= FormMail =

Formmail and its many variants, is a free open source web server CGI script that captures and processes form contents and then typically e-mails them to one or more recipients.

The script, originally created in Perl, was originally written in early 1993 by Reuven M. Lerner, as part of his work on The Tech, and was included in the archive of CGI programs made available by NCSA HTTPd. In its original form, it was called "form-mail.pl", and was released under the GNU General Public License.

The program was subsequently stripped of its copyright and authorship, renamed "FormMail", and publicized by Matt Wright as part of Matt's Script Archive.

== Operation ==
The script operates by iteratively reading all the form fields from the submitted form via the form ACTION tag. Next the script begins to build an e-mail message from the submitted fields, typically concatenating the name and value of each submitted form field in the body of the email message.

The script uses several specially-named hidden fields to control the operation of the script. The various hidden fields control who the recipient of the e-mail is, what the email subject is set to, etc. Finally the script e-mails the form's contents to the recipient(s).

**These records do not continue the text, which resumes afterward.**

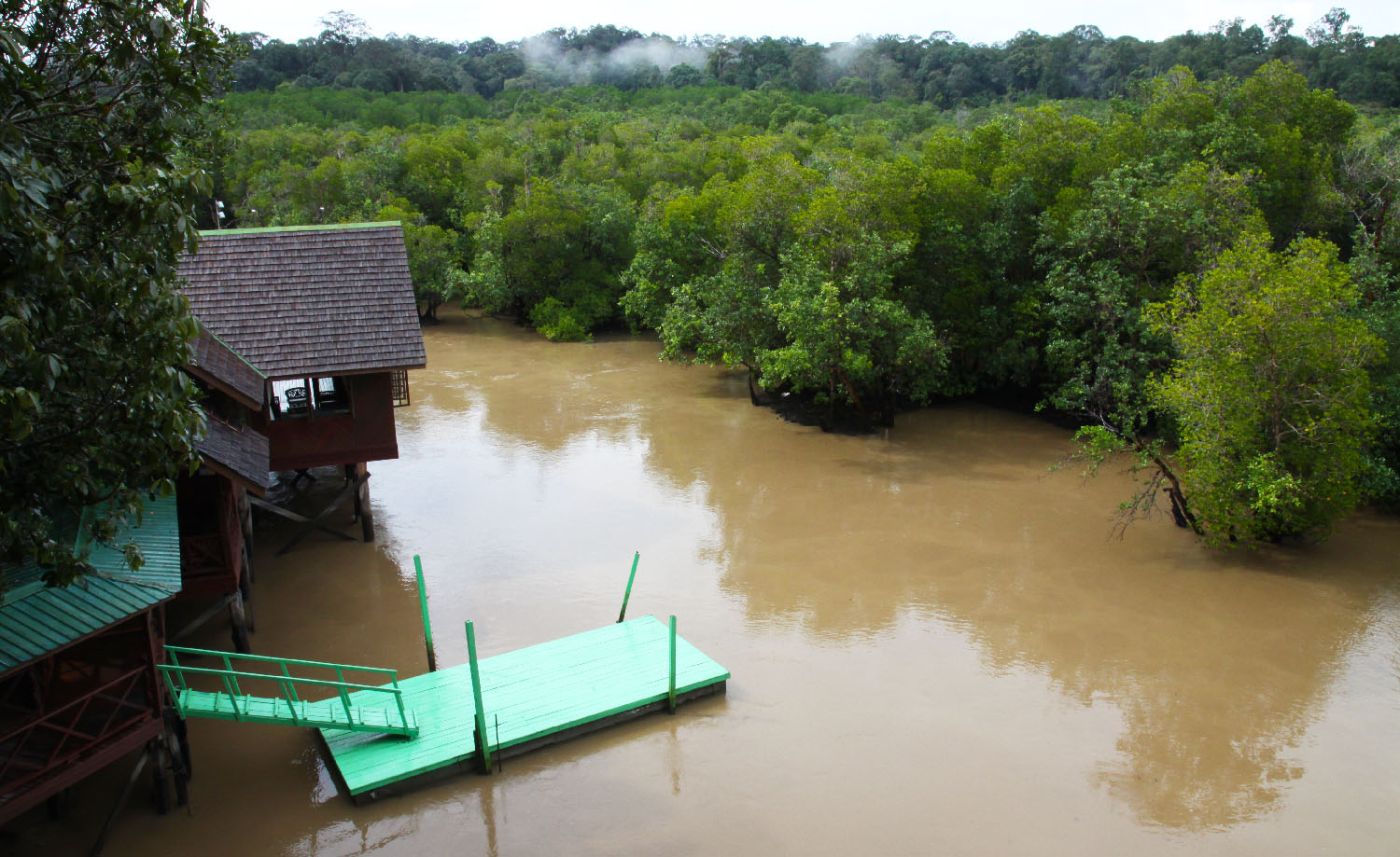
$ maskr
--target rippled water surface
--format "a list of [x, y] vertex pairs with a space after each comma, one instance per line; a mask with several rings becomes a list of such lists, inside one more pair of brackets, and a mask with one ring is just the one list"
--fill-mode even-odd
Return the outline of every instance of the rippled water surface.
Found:
[[[1049, 473], [1068, 435], [1032, 418], [833, 436], [645, 340], [426, 338], [402, 457], [370, 466], [378, 542], [274, 556], [260, 524], [255, 650], [423, 671], [421, 554], [438, 661], [463, 619], [507, 651], [616, 618], [641, 551], [629, 615], [678, 615], [728, 695], [361, 808], [311, 734], [192, 721], [192, 814], [139, 787], [109, 854], [1396, 853], [1394, 519], [1288, 549], [1166, 519], [1109, 540], [1126, 477]], [[129, 770], [8, 844], [85, 847]]]

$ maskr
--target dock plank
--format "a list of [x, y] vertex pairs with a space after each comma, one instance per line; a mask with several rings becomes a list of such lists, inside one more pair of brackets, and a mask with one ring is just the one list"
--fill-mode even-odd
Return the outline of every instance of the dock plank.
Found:
[[[524, 751], [664, 702], [671, 678], [669, 632], [655, 617], [641, 617], [487, 657], [479, 670], [491, 752]], [[676, 638], [678, 696], [722, 689], [728, 678], [724, 667]], [[402, 679], [399, 686], [405, 706], [417, 714], [417, 738], [321, 730], [332, 765], [351, 795], [461, 766], [476, 756], [468, 664]], [[361, 703], [360, 696], [353, 693], [351, 702]], [[365, 702], [364, 707], [368, 716], [370, 709], [381, 706]]]

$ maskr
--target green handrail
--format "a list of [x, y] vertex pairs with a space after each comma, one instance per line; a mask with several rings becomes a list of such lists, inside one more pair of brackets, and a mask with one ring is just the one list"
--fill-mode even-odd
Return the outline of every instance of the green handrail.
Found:
[[[165, 650], [169, 651], [171, 663], [160, 664], [160, 671], [165, 677], [165, 685], [171, 692], [171, 698], [175, 700], [176, 706], [181, 707], [182, 710], [183, 706], [181, 706], [179, 703], [181, 691], [189, 689], [189, 681], [186, 678], [186, 674], [211, 675], [217, 677], [223, 684], [224, 693], [228, 695], [228, 703], [230, 707], [232, 709], [234, 720], [242, 720], [246, 716], [245, 709], [249, 698], [242, 692], [242, 688], [238, 684], [238, 679], [244, 678], [255, 681], [269, 681], [276, 684], [279, 691], [281, 692], [280, 702], [287, 703], [287, 709], [291, 713], [291, 720], [294, 724], [298, 726], [301, 724], [302, 720], [302, 717], [297, 712], [297, 705], [302, 702], [301, 696], [297, 693], [297, 685], [300, 684], [300, 685], [335, 689], [333, 698], [339, 698], [340, 709], [344, 713], [346, 723], [351, 724], [354, 723], [354, 712], [357, 710], [357, 706], [350, 702], [351, 692], [388, 693], [393, 698], [395, 707], [399, 712], [399, 727], [410, 728], [409, 713], [403, 705], [403, 691], [399, 688], [398, 670], [385, 667], [358, 667], [350, 664], [332, 664], [328, 661], [311, 661], [311, 660], [300, 660], [291, 657], [269, 657], [260, 654], [230, 654], [227, 651], [214, 651], [209, 649], [190, 649], [185, 646], [167, 646]], [[179, 663], [181, 654], [214, 656], [223, 663], [223, 668], [189, 667]], [[276, 672], [248, 672], [242, 670], [235, 670], [234, 668], [235, 660], [263, 663], [263, 664], [277, 664], [280, 667], [281, 674], [279, 675]], [[332, 681], [321, 678], [295, 677], [288, 670], [288, 665], [330, 670], [335, 672], [336, 678]], [[384, 675], [388, 677], [389, 684], [392, 686], [385, 688], [379, 685], [351, 682], [346, 679], [346, 671]], [[242, 707], [239, 707], [241, 696], [244, 698]]]

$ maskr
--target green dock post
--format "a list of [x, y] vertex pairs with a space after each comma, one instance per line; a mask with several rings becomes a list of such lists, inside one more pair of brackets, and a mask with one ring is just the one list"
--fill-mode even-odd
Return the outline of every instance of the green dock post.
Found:
[[637, 579], [637, 561], [641, 559], [641, 551], [631, 555], [631, 573], [627, 575], [627, 591], [622, 594], [622, 610], [617, 611], [617, 621], [622, 622], [623, 617], [627, 615], [627, 598], [631, 597], [631, 582]]
[[413, 570], [419, 573], [419, 608], [423, 611], [423, 642], [428, 647], [428, 672], [437, 672], [437, 656], [433, 653], [433, 624], [428, 622], [428, 590], [423, 586], [423, 561], [413, 555]]
[[482, 754], [482, 773], [491, 773], [491, 747], [486, 737], [486, 706], [482, 705], [482, 671], [476, 665], [476, 631], [466, 624], [466, 660], [472, 664], [472, 699], [476, 702], [476, 747]]
[[676, 713], [676, 618], [671, 617], [671, 692], [666, 693], [666, 709]]

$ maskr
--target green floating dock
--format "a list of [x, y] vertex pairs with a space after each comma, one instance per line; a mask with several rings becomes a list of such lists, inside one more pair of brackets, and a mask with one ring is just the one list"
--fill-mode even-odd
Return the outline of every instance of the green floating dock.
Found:
[[[675, 658], [676, 702], [724, 692], [729, 671], [680, 638]], [[666, 707], [671, 633], [655, 617], [641, 617], [497, 654], [477, 667], [494, 761]], [[357, 804], [477, 765], [469, 664], [398, 686], [403, 706], [417, 716], [416, 738], [321, 730], [332, 769]], [[350, 702], [370, 709], [384, 698], [360, 692]]]

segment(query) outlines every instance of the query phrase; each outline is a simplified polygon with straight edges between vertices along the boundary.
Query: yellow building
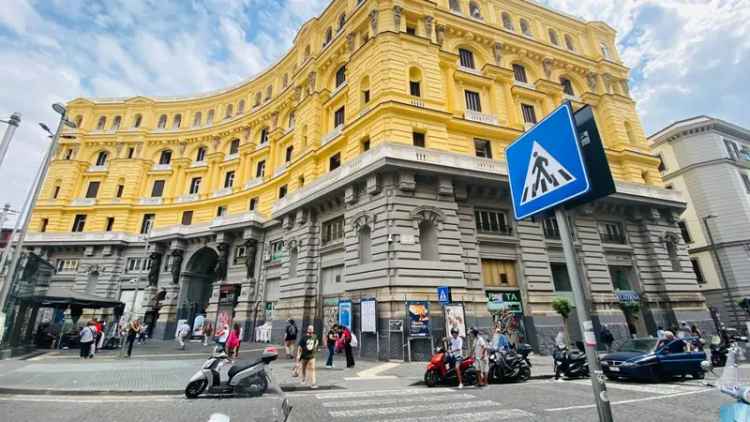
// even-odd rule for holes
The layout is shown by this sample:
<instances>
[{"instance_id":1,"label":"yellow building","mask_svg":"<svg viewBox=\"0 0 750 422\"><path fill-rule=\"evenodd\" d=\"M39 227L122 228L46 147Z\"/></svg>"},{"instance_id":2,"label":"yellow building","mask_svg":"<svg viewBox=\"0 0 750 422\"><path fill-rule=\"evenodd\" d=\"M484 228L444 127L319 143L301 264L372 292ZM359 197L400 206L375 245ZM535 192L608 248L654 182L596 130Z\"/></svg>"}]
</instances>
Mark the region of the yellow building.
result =
<instances>
[{"instance_id":1,"label":"yellow building","mask_svg":"<svg viewBox=\"0 0 750 422\"><path fill-rule=\"evenodd\" d=\"M288 317L329 324L342 299L359 331L360 299L375 297L382 336L402 341L388 320L445 285L484 326L487 295L517 293L517 320L544 348L559 327L550 303L569 296L559 234L512 221L503 151L571 101L593 106L618 182L575 217L597 318L619 335L701 323L685 245L659 240L679 234L684 202L663 189L627 79L612 28L533 2L334 1L242 84L71 101L79 128L30 244L59 283L125 301L150 268L136 311L158 318L157 335L203 311L276 321L279 335ZM616 289L642 308L623 313Z\"/></svg>"}]
</instances>

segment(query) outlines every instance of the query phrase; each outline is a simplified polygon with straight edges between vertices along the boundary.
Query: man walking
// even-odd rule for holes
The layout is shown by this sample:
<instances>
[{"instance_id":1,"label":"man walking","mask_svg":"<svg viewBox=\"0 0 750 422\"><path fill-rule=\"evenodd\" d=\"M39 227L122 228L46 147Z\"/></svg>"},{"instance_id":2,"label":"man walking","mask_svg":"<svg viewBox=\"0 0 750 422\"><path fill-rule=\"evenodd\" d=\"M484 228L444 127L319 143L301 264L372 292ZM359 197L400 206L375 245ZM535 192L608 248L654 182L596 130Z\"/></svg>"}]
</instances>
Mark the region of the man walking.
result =
<instances>
[{"instance_id":1,"label":"man walking","mask_svg":"<svg viewBox=\"0 0 750 422\"><path fill-rule=\"evenodd\" d=\"M315 351L318 349L318 339L315 337L315 328L307 327L307 333L302 336L297 349L297 361L302 369L302 384L312 389L318 388L315 383Z\"/></svg>"},{"instance_id":2,"label":"man walking","mask_svg":"<svg viewBox=\"0 0 750 422\"><path fill-rule=\"evenodd\" d=\"M284 348L286 349L287 359L294 357L294 344L297 342L297 326L293 319L289 319L289 325L286 326L286 335L284 336Z\"/></svg>"}]
</instances>

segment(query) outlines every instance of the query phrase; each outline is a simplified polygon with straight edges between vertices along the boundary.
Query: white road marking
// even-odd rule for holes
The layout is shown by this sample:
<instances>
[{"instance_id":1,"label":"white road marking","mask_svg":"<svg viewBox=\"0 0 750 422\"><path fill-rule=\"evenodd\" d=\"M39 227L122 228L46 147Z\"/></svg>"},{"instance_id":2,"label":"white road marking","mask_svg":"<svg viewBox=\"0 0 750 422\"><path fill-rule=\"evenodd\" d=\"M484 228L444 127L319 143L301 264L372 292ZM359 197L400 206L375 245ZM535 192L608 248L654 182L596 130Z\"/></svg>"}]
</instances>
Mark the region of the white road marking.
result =
<instances>
[{"instance_id":1,"label":"white road marking","mask_svg":"<svg viewBox=\"0 0 750 422\"><path fill-rule=\"evenodd\" d=\"M713 388L707 388L704 390L697 390L697 391L687 391L684 393L676 393L676 394L668 394L664 396L652 396L652 397L644 397L642 399L631 399L631 400L621 400L621 401L613 401L610 402L610 405L615 406L619 404L631 404L631 403L640 403L644 401L653 401L653 400L664 400L664 399L671 399L674 397L681 397L681 396L689 396L693 394L701 394L706 393L709 391L713 391ZM563 412L566 410L580 410L580 409L593 409L595 408L595 404L586 404L581 406L569 406L569 407L557 407L553 409L545 409L547 412Z\"/></svg>"},{"instance_id":2,"label":"white road marking","mask_svg":"<svg viewBox=\"0 0 750 422\"><path fill-rule=\"evenodd\" d=\"M477 400L472 402L457 402L457 403L443 403L443 404L424 404L414 406L398 406L398 407L376 407L370 409L353 409L353 410L334 410L329 412L331 417L334 418L356 418L360 416L371 416L371 415L395 415L398 413L419 413L419 412L436 412L436 411L450 411L450 410L462 410L462 409L475 409L478 407L494 407L500 406L500 403L492 400Z\"/></svg>"},{"instance_id":3,"label":"white road marking","mask_svg":"<svg viewBox=\"0 0 750 422\"><path fill-rule=\"evenodd\" d=\"M365 406L380 406L386 404L400 404L400 403L427 403L433 401L443 400L470 400L475 399L475 396L471 394L445 394L445 395L434 395L434 396L413 396L413 397L396 397L392 399L372 399L372 400L351 400L351 401L333 401L323 403L323 407L328 408L340 408L340 407L365 407Z\"/></svg>"}]
</instances>

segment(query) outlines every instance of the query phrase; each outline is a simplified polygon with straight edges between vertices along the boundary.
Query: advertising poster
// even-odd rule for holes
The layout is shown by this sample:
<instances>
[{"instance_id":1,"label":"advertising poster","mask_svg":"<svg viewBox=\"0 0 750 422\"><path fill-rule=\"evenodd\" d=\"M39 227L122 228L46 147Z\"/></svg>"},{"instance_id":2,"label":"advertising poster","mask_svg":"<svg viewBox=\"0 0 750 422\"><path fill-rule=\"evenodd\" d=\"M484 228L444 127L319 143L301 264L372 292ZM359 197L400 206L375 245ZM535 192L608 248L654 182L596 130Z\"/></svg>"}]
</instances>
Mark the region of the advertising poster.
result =
<instances>
[{"instance_id":1,"label":"advertising poster","mask_svg":"<svg viewBox=\"0 0 750 422\"><path fill-rule=\"evenodd\" d=\"M464 305L450 304L443 307L445 309L445 333L450 335L452 329L458 330L458 335L466 337L466 320L464 319Z\"/></svg>"},{"instance_id":2,"label":"advertising poster","mask_svg":"<svg viewBox=\"0 0 750 422\"><path fill-rule=\"evenodd\" d=\"M352 330L352 301L351 300L339 301L339 325L347 327L349 331Z\"/></svg>"},{"instance_id":3,"label":"advertising poster","mask_svg":"<svg viewBox=\"0 0 750 422\"><path fill-rule=\"evenodd\" d=\"M430 336L430 302L406 302L409 337Z\"/></svg>"},{"instance_id":4,"label":"advertising poster","mask_svg":"<svg viewBox=\"0 0 750 422\"><path fill-rule=\"evenodd\" d=\"M362 302L362 332L376 333L377 323L375 314L375 299L363 299Z\"/></svg>"}]
</instances>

The typical FormMail script has this common functionality:
- Reads all form fields and creates an e-mail message from them
- Recipient fields (typically hidden) allow creator to determine e-mail recipient
- Subject field, allows the creator to set the Subject of the e-mail in a hidden form field
- Required fields, allows you to set which fields need to be completed to send the e-mail
- CC, BCC fields, allow you to copy and forward to multiple recipients

More advanced variants of the script have additional features such as: provide for e-mail attachments, prevent form spamming, save the e-mail to a file or database, add CAPTCHA validation and more.

Today a variant of the script exists for most popular web scripting languages, such as Perl, ASP (ASP.NET), PHP, ColdFusion, and Java.